I begged for my mom to walk me home from school since I was scared, and when she did, Dennis' siblings were all standing by the telephone pole on the sidewalk looking sheepish like "did he tell them or not". This went on for a week or so. She would come by and they would stand there looking nervous, then they stopped coming by. For years I used to see them standing by the pole. Then sometime in the spring, Dennis and his family moved.


We had lots of transients in our neighborhood, either because of the law or the taxman, people would come and go in matters of months. There were some winners who lived next door to us, some for six months to evade the taxman, or someone who's out on bail and skipped town. On the next street down, we had a group of bikers who moved away quietly because their pit bull attacked and maimed our mail lady, and they came in from another area where they also got in trouble.

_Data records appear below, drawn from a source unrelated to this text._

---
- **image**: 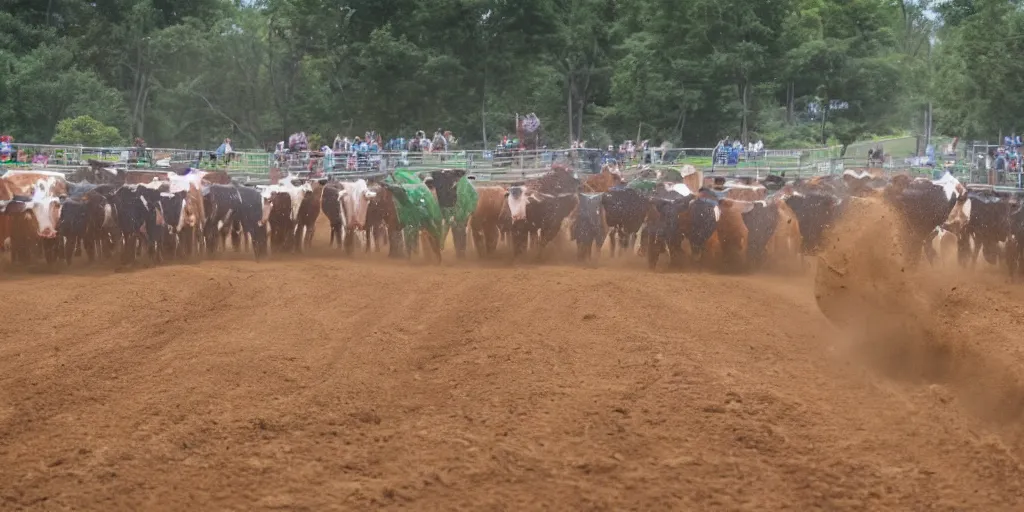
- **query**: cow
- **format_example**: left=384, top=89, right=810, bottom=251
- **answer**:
left=679, top=188, right=724, bottom=266
left=119, top=169, right=171, bottom=185
left=338, top=179, right=377, bottom=256
left=641, top=189, right=696, bottom=270
left=843, top=169, right=888, bottom=198
left=506, top=185, right=577, bottom=258
left=942, top=189, right=1010, bottom=267
left=57, top=183, right=114, bottom=265
left=110, top=183, right=164, bottom=265
left=295, top=181, right=324, bottom=250
left=884, top=173, right=966, bottom=265
left=203, top=184, right=272, bottom=261
left=572, top=193, right=607, bottom=261
left=761, top=175, right=785, bottom=193
left=385, top=180, right=441, bottom=263
left=469, top=186, right=505, bottom=259
left=321, top=183, right=346, bottom=249
left=601, top=187, right=647, bottom=257
left=366, top=183, right=403, bottom=258
left=168, top=170, right=205, bottom=257
left=584, top=164, right=623, bottom=193
left=932, top=227, right=959, bottom=265
left=160, top=187, right=188, bottom=258
left=424, top=169, right=478, bottom=258
left=779, top=185, right=842, bottom=255
left=718, top=180, right=768, bottom=202
left=0, top=171, right=68, bottom=263
left=260, top=178, right=313, bottom=251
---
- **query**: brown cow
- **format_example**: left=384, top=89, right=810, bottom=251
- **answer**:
left=583, top=164, right=623, bottom=193
left=705, top=199, right=754, bottom=270
left=469, top=186, right=507, bottom=258
left=295, top=181, right=325, bottom=251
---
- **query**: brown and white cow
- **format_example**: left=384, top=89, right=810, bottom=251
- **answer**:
left=0, top=171, right=68, bottom=263
left=469, top=186, right=506, bottom=258
left=338, top=179, right=378, bottom=255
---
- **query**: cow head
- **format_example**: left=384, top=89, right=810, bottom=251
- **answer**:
left=57, top=200, right=89, bottom=237
left=505, top=185, right=529, bottom=222
left=340, top=179, right=377, bottom=229
left=646, top=190, right=694, bottom=243
left=423, top=169, right=466, bottom=208
left=577, top=194, right=604, bottom=224
left=160, top=190, right=187, bottom=232
left=3, top=178, right=67, bottom=239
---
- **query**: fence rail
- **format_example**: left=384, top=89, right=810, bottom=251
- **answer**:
left=0, top=137, right=1007, bottom=188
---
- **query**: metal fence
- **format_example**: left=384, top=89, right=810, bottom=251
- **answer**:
left=0, top=137, right=1007, bottom=184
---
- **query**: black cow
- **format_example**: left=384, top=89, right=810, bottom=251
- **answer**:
left=528, top=191, right=577, bottom=258
left=943, top=189, right=1010, bottom=266
left=203, top=184, right=270, bottom=261
left=57, top=183, right=114, bottom=265
left=423, top=169, right=468, bottom=258
left=160, top=190, right=188, bottom=258
left=501, top=185, right=577, bottom=257
left=110, top=184, right=164, bottom=264
left=321, top=183, right=345, bottom=249
left=641, top=190, right=696, bottom=269
left=572, top=194, right=606, bottom=261
left=601, top=187, right=647, bottom=257
left=742, top=201, right=778, bottom=268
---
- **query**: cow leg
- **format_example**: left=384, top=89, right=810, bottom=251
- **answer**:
left=641, top=233, right=665, bottom=270
left=230, top=220, right=242, bottom=252
left=427, top=233, right=441, bottom=263
left=345, top=226, right=355, bottom=256
left=63, top=236, right=78, bottom=265
left=452, top=222, right=469, bottom=259
left=483, top=225, right=501, bottom=256
left=470, top=227, right=487, bottom=259
left=387, top=225, right=404, bottom=258
left=85, top=234, right=99, bottom=263
left=637, top=226, right=657, bottom=258
left=956, top=233, right=971, bottom=267
left=1005, top=237, right=1019, bottom=283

For weeks I wouldn't wipe myself in fear of being attacked again which drove my brother crazy. In the process I drove the guidance counselor at Watkins nuts to where she was saying "here he is again" so I quit bothering her. I begged my parents to move back to California which I was told "to shut up". Some nights I would cry because I wanted to tell someone what happened but was too scared and ashamed to, all I would hear is "he's just starving for attention". After that I learned to suck it in and put it in the back of my mind.


After that...
My grades started slipping since I had trouble concentrating, I have a fear of crowds, creeps  and rednecks, generally feeling awkward around people, developed a strange sense of humor and like to keep to myself, play records and read books in my room where I feel safe. I can put on a good front with all the jokes and jovial front, inside this 54 year old man is a 7 year boy who's still confused and crying.